Boca tuvo uno de los peores partidos de la era Gustavo Alfaro. Hoy no podemos separar primer tiempo de segundo, ya que, ambos tiempos fueron malos.

Algunas de las claves de esta victoria de Boca ante Estudiantes de Río Cuarto.

Hoy más que claves fueron nombres que terminaron convirtiéndose en determinantes a la hora de conseguir el triunfo. El poderío individual volvió, una vez más, a tapar el pésimo andamiaje colectivo que sufre el xeneize.

-Mauro Zarate en su puesto natural, en su zona de confort es el jugador con más categoría que tiene Boca. En el 1vs1 termina siendo impasable y pocos en la argentina tienen esa categoría. El ex Velez asistió en el primer gol y convirtió el segundo de la noche. Su amague en la raya del área grande, es de los recursos que más debería aprovechar Gustavo Alfaro.

-Otra de las claves fue apostar por Ramón Abila que viene en un mejor nivel que Dario Benedetto, pero que así y todo no es el mismo que el del 2018. Sufre desatención, quedando en offside varias veces. Pero entre tantas de esas, una siempre le queda y el gol se le hace fácil, porque tiene el arco dibujado en la frente. Bien la titularidad de Wanchope y no la del Pipa.

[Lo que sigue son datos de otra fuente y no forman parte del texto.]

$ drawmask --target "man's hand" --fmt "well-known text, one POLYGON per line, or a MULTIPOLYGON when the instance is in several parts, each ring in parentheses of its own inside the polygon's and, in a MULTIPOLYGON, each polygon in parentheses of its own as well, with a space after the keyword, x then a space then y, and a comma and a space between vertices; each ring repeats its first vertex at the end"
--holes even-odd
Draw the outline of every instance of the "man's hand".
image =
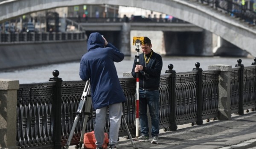
POLYGON ((140 65, 136 65, 136 66, 134 69, 135 72, 140 72, 140 71, 143 70, 143 66, 140 65))
POLYGON ((103 38, 103 39, 104 39, 104 40, 105 40, 105 43, 104 44, 104 46, 107 46, 107 45, 108 44, 108 41, 107 41, 106 39, 105 39, 105 38, 104 38, 104 37, 103 36, 102 36, 102 38, 103 38))

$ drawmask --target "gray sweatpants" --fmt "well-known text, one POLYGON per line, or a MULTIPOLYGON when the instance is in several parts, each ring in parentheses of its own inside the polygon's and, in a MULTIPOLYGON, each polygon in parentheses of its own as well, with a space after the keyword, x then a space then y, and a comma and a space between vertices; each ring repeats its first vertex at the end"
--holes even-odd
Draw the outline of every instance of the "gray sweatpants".
MULTIPOLYGON (((122 103, 117 103, 109 106, 110 128, 109 130, 109 144, 115 145, 117 143, 118 132, 120 128, 122 114, 122 103)), ((96 139, 95 144, 97 146, 102 146, 104 140, 104 127, 106 126, 106 117, 108 107, 96 110, 96 117, 94 135, 96 139)))

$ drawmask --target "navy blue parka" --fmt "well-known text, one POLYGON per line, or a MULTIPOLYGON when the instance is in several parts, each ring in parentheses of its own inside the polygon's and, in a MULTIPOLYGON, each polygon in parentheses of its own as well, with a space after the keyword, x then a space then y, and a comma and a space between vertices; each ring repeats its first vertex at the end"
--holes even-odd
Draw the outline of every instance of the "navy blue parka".
POLYGON ((84 81, 90 79, 94 109, 126 101, 114 62, 119 62, 124 54, 105 40, 98 32, 91 34, 87 49, 80 61, 79 75, 84 81))

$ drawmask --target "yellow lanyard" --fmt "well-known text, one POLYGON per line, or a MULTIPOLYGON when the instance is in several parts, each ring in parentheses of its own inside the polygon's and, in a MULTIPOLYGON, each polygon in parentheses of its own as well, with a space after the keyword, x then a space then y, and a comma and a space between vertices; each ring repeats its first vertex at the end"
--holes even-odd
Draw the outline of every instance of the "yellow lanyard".
POLYGON ((149 57, 148 58, 148 60, 147 60, 147 58, 146 58, 146 55, 145 54, 144 54, 144 59, 145 59, 145 62, 146 62, 146 64, 147 64, 148 63, 148 62, 149 61, 149 59, 150 59, 150 57, 151 57, 151 55, 152 55, 152 54, 153 54, 153 51, 152 51, 152 50, 151 50, 151 54, 150 54, 150 56, 149 56, 149 57))

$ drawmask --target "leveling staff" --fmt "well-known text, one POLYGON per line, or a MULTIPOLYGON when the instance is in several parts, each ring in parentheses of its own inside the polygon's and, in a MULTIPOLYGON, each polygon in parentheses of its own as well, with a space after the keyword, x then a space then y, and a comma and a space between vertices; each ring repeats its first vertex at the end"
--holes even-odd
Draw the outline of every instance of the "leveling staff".
POLYGON ((122 103, 126 100, 114 62, 121 62, 124 55, 98 32, 90 35, 87 44, 88 52, 81 60, 79 75, 84 81, 90 79, 93 106, 96 110, 96 144, 97 149, 102 149, 108 107, 109 149, 114 149, 118 139, 122 103))
POLYGON ((141 45, 143 52, 140 54, 140 64, 137 65, 135 58, 132 70, 132 74, 136 78, 136 73, 140 73, 139 113, 141 135, 138 141, 149 141, 148 123, 147 116, 148 105, 152 126, 151 143, 158 144, 159 134, 159 85, 163 60, 161 56, 152 49, 151 41, 148 37, 144 37, 144 45, 141 45))

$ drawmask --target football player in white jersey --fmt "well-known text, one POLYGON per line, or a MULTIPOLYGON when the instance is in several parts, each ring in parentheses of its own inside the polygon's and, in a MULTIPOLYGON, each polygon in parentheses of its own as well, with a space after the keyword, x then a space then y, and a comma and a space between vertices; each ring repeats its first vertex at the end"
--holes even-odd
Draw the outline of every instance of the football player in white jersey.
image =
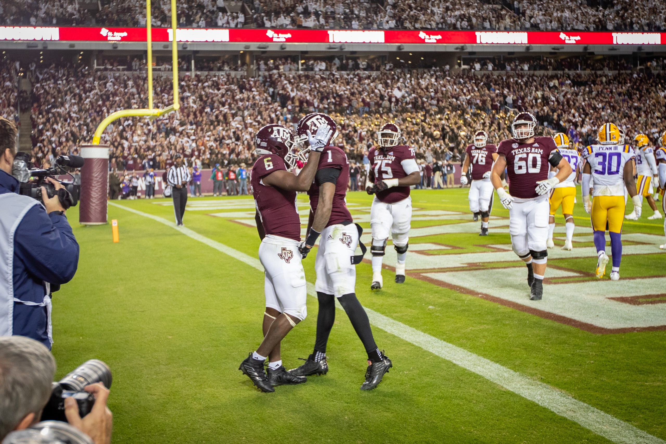
MULTIPOLYGON (((553 242, 553 231, 555 230, 555 212, 560 206, 562 207, 562 215, 564 216, 565 227, 567 232, 567 240, 564 241, 562 250, 571 250, 573 248, 571 240, 573 237, 573 203, 576 198, 576 176, 580 168, 580 156, 578 151, 569 147, 569 138, 563 132, 555 134, 555 144, 559 153, 562 154, 569 164, 571 166, 572 172, 564 180, 553 188, 550 195, 550 218, 548 220, 548 242, 546 245, 549 248, 555 248, 553 242)), ((553 177, 557 174, 557 168, 551 167, 548 177, 553 177)))
POLYGON ((620 278, 622 259, 622 222, 625 212, 624 188, 627 187, 640 217, 643 200, 636 191, 633 180, 635 154, 631 146, 621 144, 620 132, 613 123, 605 123, 599 128, 599 144, 583 150, 586 162, 583 167, 583 202, 585 210, 590 213, 594 230, 594 245, 597 248, 597 277, 605 274, 609 261, 606 255, 606 227, 611 238, 613 269, 611 280, 620 278), (589 198, 590 181, 593 181, 592 200, 589 198))
MULTIPOLYGON (((636 142, 636 169, 638 171, 638 179, 636 180, 636 188, 640 196, 645 198, 647 204, 655 212, 655 214, 648 219, 661 219, 663 216, 657 209, 657 204, 652 197, 652 184, 659 183, 659 173, 657 170, 657 162, 655 159, 654 150, 649 146, 650 139, 644 134, 639 134, 633 140, 636 142)), ((632 211, 625 216, 630 220, 636 220, 636 212, 632 211)))

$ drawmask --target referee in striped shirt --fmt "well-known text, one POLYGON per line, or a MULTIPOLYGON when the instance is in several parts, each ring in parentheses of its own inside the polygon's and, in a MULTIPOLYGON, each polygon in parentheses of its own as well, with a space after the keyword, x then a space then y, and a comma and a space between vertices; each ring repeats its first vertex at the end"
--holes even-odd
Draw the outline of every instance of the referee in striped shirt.
POLYGON ((182 156, 176 154, 176 164, 168 169, 166 182, 173 190, 173 212, 176 214, 176 225, 183 226, 182 216, 187 203, 187 182, 192 177, 187 167, 182 164, 182 156))

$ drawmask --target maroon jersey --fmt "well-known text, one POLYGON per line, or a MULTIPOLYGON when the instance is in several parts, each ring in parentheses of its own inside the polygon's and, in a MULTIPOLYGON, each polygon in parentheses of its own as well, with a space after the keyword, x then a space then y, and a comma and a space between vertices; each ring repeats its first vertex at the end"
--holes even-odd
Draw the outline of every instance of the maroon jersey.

-Por último, la participación y minutos de Agustin Obando, que a veces por sólo ser juvenil no tiene las chances que merece. El joven de 19 años, se proyectó en varias ocasiones de una forma excelente, se asoció con sus compañeros y tiene buena visión. Un partido aceptable y que aprovechó de buena manera para conseguir el roce que se necesita para estar en primera división.

Boca sigue en deuda, no puede conectar más de 5 pases seguidos y eso es peligroso. Hoy fue Rio Cuarto, pero en los próximos meses se vendrán los rivales duros y fuertes de la Copa Libertadores. ¿El xeneize está para pelear grandes cosas? Por ahora, es una incógnita.